Mail & Guardian (Johannesburg) - November 29, 2000
Steven Swindells
Africa's biggest economy faces slower economic growth, shrinking GDP, increased household poverty and the loss of its most economically active people as HIV-Aids takes more lives in the next 20 years, health experts and economists said.
Several new studies issued by South African institutions and the United Nations ahead of World Aids Day on December 1 have pointed to crippling human losses that would impact foreign and domestic investment, cut saving rates and harm the country's skills base.
UNAids said the economy would be 17% smaller in 2010 than it would have been without Aids. By then the disease would have cost the country about $22bn.
South Africa's population and the economy were expected to be 23% smaller by 2015 as a result of Aids, Deutsche Securities in Johannesburg reported. The report showed the population levelling at 49 million from 2006.

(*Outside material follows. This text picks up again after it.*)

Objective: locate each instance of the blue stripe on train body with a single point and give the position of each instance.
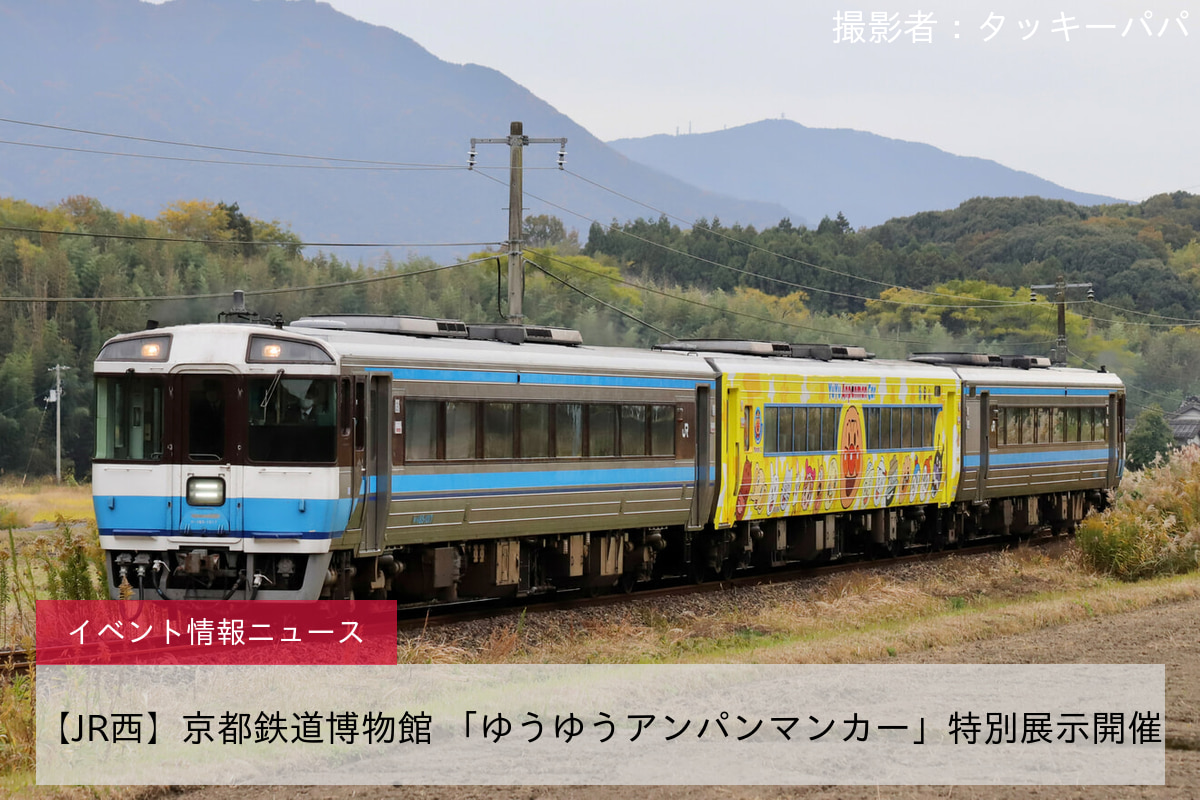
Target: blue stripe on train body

Around 16 million South Africans would die of Aids by 2021, the Development Bank of Southern Africa said. In a report released in Johannesburg, the bank highlighted research that up to seven million could die of the disease by 2010. By 2015 some R41bn would have been wiped off GDP compared to a no-Aids scenario, the bank said.
The country's health department said that Aids had emerged as the most common cause of maternal death at all levels of care in South Africa. Of 774 maternal deaths in 1999, close to a third were due to non-pregnancy related sepsis linked to HIV.
"We lost a generation because of apartheid. We have another lost generation and even a bigger one because of Aids," said Alan Whiteside, director of the Health Economics and HIV/Aids Research Division (HEARD) at the University of Natal.
Deutsche Securities said the costs to the economy would begin to rise significantly as HIV spreads among skilled workers, leading to lower productivity, bigger claims on benefit schemes and higher replacement costs of employees.
Household consumption would change dramatically because of Aids due to lower income growth and the reallocation of spending towards healthcare.